Nic Carter, co-founder of Coin Metrics and one of the sharpest minds in digital assets, has been sounding this alarm for months. In a series of essays beginning in October 2025, Carter called quantum computing “the biggest long-term risk to bitcoin’s core cryptography” and accused developers of “sleepwalking towards collapse.” He estimates a quantum computer could meaningfully break elliptic curve cryptography as early as 2028. Approximately 6.9 million BTC could be vulnerable at a sufficient quantum scale, including legacy wallets and Taproot outputs, which already represented more than 21% of all bitcoin transactions in 2025.

Bitcoin’s governance problem

One might ask: can’t bitcoin simply upgrade? Yes, in theory. In practice, this is where the risk compounds.

Bitcoin’s governance is intentionally conservative and consensus-driven, which makes it extraordinarily slow. SegWit took roughly 8.5 years from conception to widespread adoption. Taproot took approximately 7.5 years. The current quantum proposals, BIP-360 and BIP-361, are still at the draft or early testnet stage as of 2026. A full base-layer transition to post-quantum signatures would be the most contentious change bitcoin has ever attempted. As Carter documented, most bitcoin Core developers have expressed limited concern about urgency, a disposition that is, at minimum, a serious governance liability for any institution holding bitcoin in treasury. A quantum breakthrough does not politely wait for committee consensus.
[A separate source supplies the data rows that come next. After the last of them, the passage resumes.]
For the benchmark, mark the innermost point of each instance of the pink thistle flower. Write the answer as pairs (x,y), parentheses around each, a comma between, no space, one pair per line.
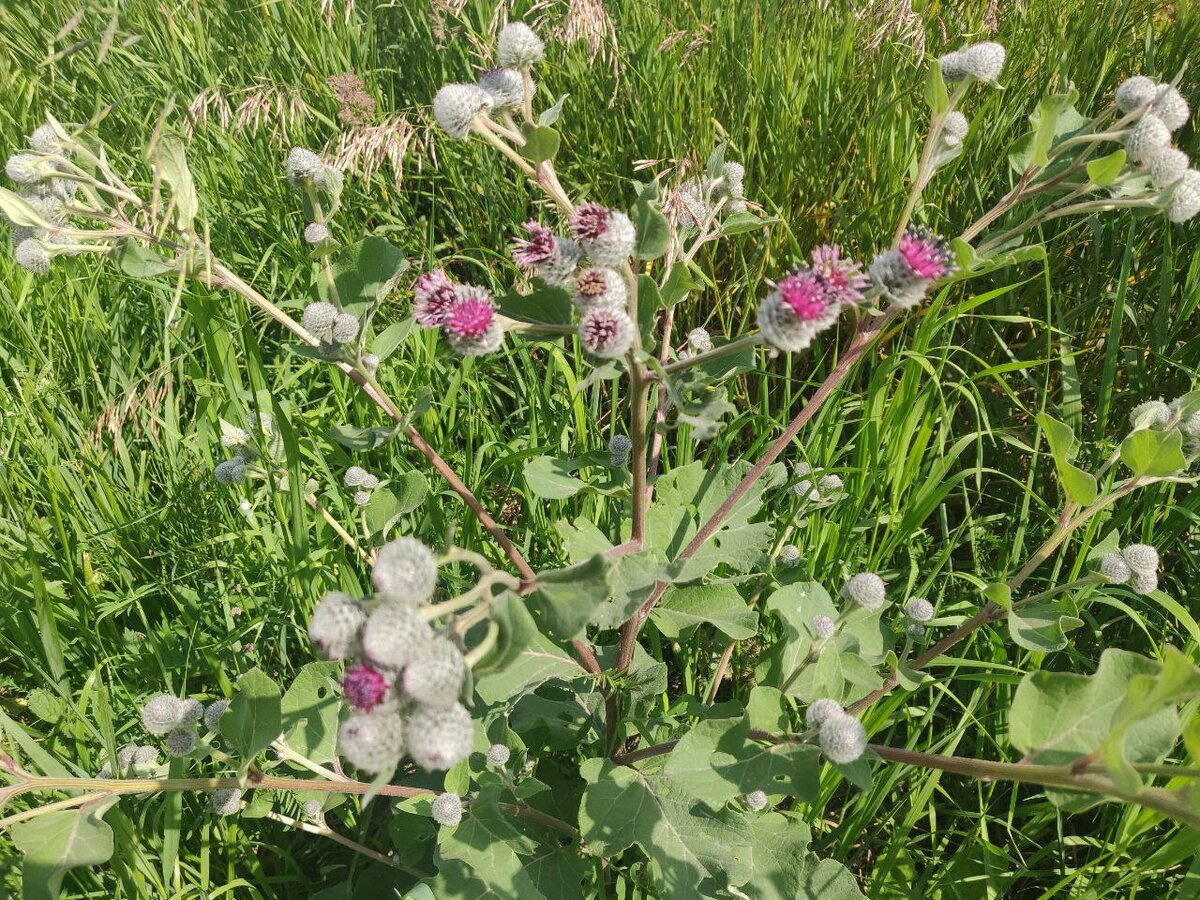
(472,312)
(843,275)
(589,221)
(538,250)
(432,297)
(807,294)
(364,688)
(927,253)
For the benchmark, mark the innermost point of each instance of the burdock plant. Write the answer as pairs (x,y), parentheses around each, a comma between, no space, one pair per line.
(516,707)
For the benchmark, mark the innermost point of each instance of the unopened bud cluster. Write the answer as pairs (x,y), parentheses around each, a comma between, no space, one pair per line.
(402,681)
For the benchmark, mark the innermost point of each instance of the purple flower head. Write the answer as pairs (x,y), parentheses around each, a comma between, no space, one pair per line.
(844,276)
(537,250)
(471,313)
(432,295)
(807,294)
(589,221)
(927,253)
(364,688)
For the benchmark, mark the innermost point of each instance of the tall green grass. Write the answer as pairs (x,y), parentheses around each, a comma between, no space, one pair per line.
(125,570)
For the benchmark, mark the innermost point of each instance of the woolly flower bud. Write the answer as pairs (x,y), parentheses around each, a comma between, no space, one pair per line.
(456,106)
(1114,569)
(226,801)
(433,677)
(955,125)
(231,472)
(919,610)
(519,47)
(27,168)
(30,253)
(984,60)
(45,139)
(843,738)
(607,235)
(1147,138)
(823,627)
(447,809)
(1135,93)
(214,713)
(1141,558)
(1171,108)
(316,233)
(180,742)
(303,166)
(505,87)
(606,333)
(600,287)
(346,328)
(318,319)
(1144,582)
(1151,414)
(1186,199)
(700,341)
(619,448)
(395,635)
(1168,167)
(364,688)
(821,709)
(439,738)
(433,294)
(867,589)
(335,624)
(161,713)
(781,328)
(372,742)
(406,571)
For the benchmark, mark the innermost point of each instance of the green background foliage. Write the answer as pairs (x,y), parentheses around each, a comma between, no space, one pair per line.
(126,570)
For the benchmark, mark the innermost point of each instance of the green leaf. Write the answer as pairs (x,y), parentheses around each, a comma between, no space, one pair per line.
(1078,485)
(783,868)
(717,761)
(541,143)
(1104,172)
(171,165)
(653,229)
(550,114)
(361,439)
(551,478)
(309,712)
(142,262)
(567,599)
(391,337)
(687,841)
(59,840)
(1042,627)
(364,273)
(937,97)
(253,719)
(1060,717)
(683,609)
(544,306)
(1153,454)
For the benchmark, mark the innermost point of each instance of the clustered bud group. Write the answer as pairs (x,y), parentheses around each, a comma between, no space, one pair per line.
(402,679)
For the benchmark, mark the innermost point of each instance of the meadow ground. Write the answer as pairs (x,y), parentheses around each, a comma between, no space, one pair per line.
(124,568)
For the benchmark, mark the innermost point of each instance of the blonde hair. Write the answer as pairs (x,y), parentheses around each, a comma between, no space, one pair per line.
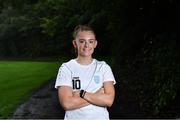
(81,28)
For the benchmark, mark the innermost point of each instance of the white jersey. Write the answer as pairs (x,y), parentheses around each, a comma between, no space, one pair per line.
(89,78)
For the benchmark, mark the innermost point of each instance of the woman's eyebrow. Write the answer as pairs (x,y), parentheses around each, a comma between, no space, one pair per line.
(87,39)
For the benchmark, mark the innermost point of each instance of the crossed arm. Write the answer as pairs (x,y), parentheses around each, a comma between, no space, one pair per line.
(71,100)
Ethereum has already acted

This is where the picture diverges sharply. Ethereum’s approach to quantum resistance is not a reactive scramble. It is a structured road map already in execution, built on the NIST post-quantum cryptography standards finalized in August 2024.

The Pectra upgrade, which shipped on Ethereum mainnet in May 2025, introduced EIP-7702, a critical stepping stone toward full account abstraction. Rather than requiring a single network-wide hard fork, Ethereum’s architecture allows individual accounts to choose their own signature verification and switch to quantum-safe signatures voluntarily. The upcoming Hegotá hard fork, planned for the second half of 2026, embeds this further at the protocol level. The Ethereum Foundation has set structured milestones targeting completion of core post-quantum infrastructure by approximately 2029, with active interop devnets already running across multiple clients.

The contrast with bitcoin’s governance paralysis could not be more stark. Ethereum was designed, in ways bitcoin simply was not, to accommodate exactly this kind of foundational upgrade. That is not an accident. It is architecture.

The institutional calculus

For corporate treasurers and sovereign wealth managers, quantum risk is no longer a tail scenario to be footnoted and dismissed. Governments are already treating it as operational. U.S. federal agencies faced an April 2026 deadline to submit post-quantum cryptography transition plans under National Security Memorandum 10. The EU has set a 2030 quantum-resistance target for critical infrastructure. The G7 Cyber Expert Group published a coordinated financial sector road map in January 2026. This compliance architecture will, over time, extend to digital asset treasury holdings.

The question for any institution holding bitcoin is whether they are comfortable with an asset whose quantum-resistance road map is still in draft, whose governance moves at geological speed, and whose developer community is divided on whether urgency is even warranted.

The question for any institution considering Ethereum is whether they want the asset with a structured, transparent, and already in motion upgrade path.

Ethereum is the more adaptive, more capable, and more durable asset. I have put the balance sheet of a Nasdaq-listed company behind that conviction. The Google paper is what finally gives that conviction a single, undeniable, technically grounded answer to the hardest question in digital asset treasury strategy: which asset is built to last?

Ethereum is not a perfect asset. No asset is. But in the context of quantum risk, it is the asset whose architecture was built to survive what is coming. If Carter and Google are right, that distinction will matter enormously, and sooner than most people expect.